I was chatting with some of my younger colleagues the other day and
they were discussing aging. As a bunch of 20-somethings, for them, getting closer
to 30 is terrifying and strange. All those bewildering social expectations –
marriage, babies, savings, mortgages, and careers. Plus the general horror of ‘getting
old’. But you know, I’m over 30. Plus about 3. And for the most part, it’s not
very different than being in my twenties. In fact, there are even some things
that get better as you get older.
You stop caring as
much about what other people think about you. I have always had pretty bad
social anxiety, which I've poorly managed in the past by trying being as amenable,
neutral or helpful to others as possible. For years I had a weird version of
the Ella Enchanted curse where I couldn't say no. What, you need me to look
after your Schiztu and give it daily baths while you’re away? Sure. You want me
to write your thesis for you? Fine. Need me to expend all my emotional energy
holding you together? Ok! But it’s gotten a lot easier to say no. Aint no body got time fo' dat. If you really need me, and you’re worth it, sure. But I gotta
look after me too.
You become more
confident in what you know you can do and less apologetic or uncertain. The
idea of taking charge in a group without being explicitly ordered to used to be absolutely
foreign to me. But now, if no one else knows how to do it better, then I’ll do
it. No prob. I've also been much better able to toot my own horn when needed and
fight for my rights (though I’ll give myself a stress stomachache for doing
it). I aint The Shit, but I’m not shit either.
You do actually know stuff, instead of trying to find your way in the dark. Wisdom.
Yep, it’s real. Seriously, my brain shocks me with the stuff it’s filed away
and offers up (usually) at the right time. Yes, I DO know how to make profiteroles.
You want me to analyze your business plan, no prob. I can also sew and paint. You
pick things up when you've been kicking around the planet for eons as I have.
:P
You aren't as fussed
about your looks. That crooked nose you've hated all your life is still
there and hasn't resulted in an angry mob at your doorstep to burn the
monster that you are. These imperfections have been with you longer than many
dubious friends and often have caused less harm. You still aren't that ideal weight the
magazines tell you to be, but somehow, meh. It’s ok. You've learned how to
dress the body you have, not the body you've tried starving and punishing yourself
into. Sure, there are wrinkles and white hair, but the good thing is, your
eyesight isn't as sharp as it used to be either, so as long as you don’t look
too hard, you look awright.
You figure out better
uses of your time and energy. I am pretty sure 25-year-old Zee would be horrified
with what I wear to work – basic skirts, blouses, simple scarf, flat shoes, and just a lick
of make-up. It takes me 15 minutes from when I wake up to when I roll out. Why?
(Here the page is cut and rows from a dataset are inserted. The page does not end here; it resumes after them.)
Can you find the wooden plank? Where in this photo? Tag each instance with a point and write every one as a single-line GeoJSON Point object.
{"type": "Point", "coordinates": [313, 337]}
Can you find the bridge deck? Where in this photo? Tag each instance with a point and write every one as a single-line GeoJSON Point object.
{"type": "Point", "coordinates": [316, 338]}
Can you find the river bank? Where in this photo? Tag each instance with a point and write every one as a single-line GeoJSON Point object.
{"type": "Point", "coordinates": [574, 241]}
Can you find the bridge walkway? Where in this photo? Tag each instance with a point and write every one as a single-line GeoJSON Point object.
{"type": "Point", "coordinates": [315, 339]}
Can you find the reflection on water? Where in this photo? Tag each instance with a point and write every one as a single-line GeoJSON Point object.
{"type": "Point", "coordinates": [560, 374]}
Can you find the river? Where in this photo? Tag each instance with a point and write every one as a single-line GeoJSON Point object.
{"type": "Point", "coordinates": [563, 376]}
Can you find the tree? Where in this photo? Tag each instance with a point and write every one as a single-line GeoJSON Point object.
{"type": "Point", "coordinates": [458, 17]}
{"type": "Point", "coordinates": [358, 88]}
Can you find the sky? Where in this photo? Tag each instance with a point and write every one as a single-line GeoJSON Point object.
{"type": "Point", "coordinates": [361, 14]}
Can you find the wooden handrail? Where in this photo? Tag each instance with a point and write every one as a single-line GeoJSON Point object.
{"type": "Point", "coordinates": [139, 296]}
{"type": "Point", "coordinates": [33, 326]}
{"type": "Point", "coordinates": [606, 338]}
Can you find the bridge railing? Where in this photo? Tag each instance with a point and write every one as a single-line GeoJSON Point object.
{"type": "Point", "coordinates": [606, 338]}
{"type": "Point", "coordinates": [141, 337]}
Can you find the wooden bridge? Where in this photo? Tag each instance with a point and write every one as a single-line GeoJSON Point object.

Cuz it’s a job, not a fashion show, and I got nothing to prove. Plus, I like to
sleep and waking up 30 minutes early to plan a cool outfit isn't worth my time.
You’re no longer
obsessed with 'defining' yourself. In my twenties, it feels like I spent half my time taking
stupid quizzes and psychometric tests. I seemed to mostly be doing things to prove a point to God knows who. I was so consumed with trying to figure
out who and what I was. I was constantly trying to find ‘my measure’ – to figure
out how other people saw me, and what it meant. Now, I dunno, I've just
accepted that I’m just me. A tangled ball of experiences, neurosis, ideals and instruction.
Nearly impossible to sort out so best to just let it be. I’m a mess, but
everyone is.
You have a ton of stories. Ok, the advantage of this is debatable. If you're not careful, you can sound like a 'topper' - or a compulsive liar, or just a windbag. But used with caution, they're good for parties and smalltalk. I can regale you with stories of food poisoning in exotic places, dodging howler monkey poop in rainforests, and various run-ins, nearly literally, with some heads of state. Living means trying stuff and sometimes failing, and hopefully with some maturity, you can find and share the funny.
So yeah, being 'old' isn't so bad. Don't sweat it kids. :)
Hmm, with me it has been going ulta, well, may be I am just Benjamin Button.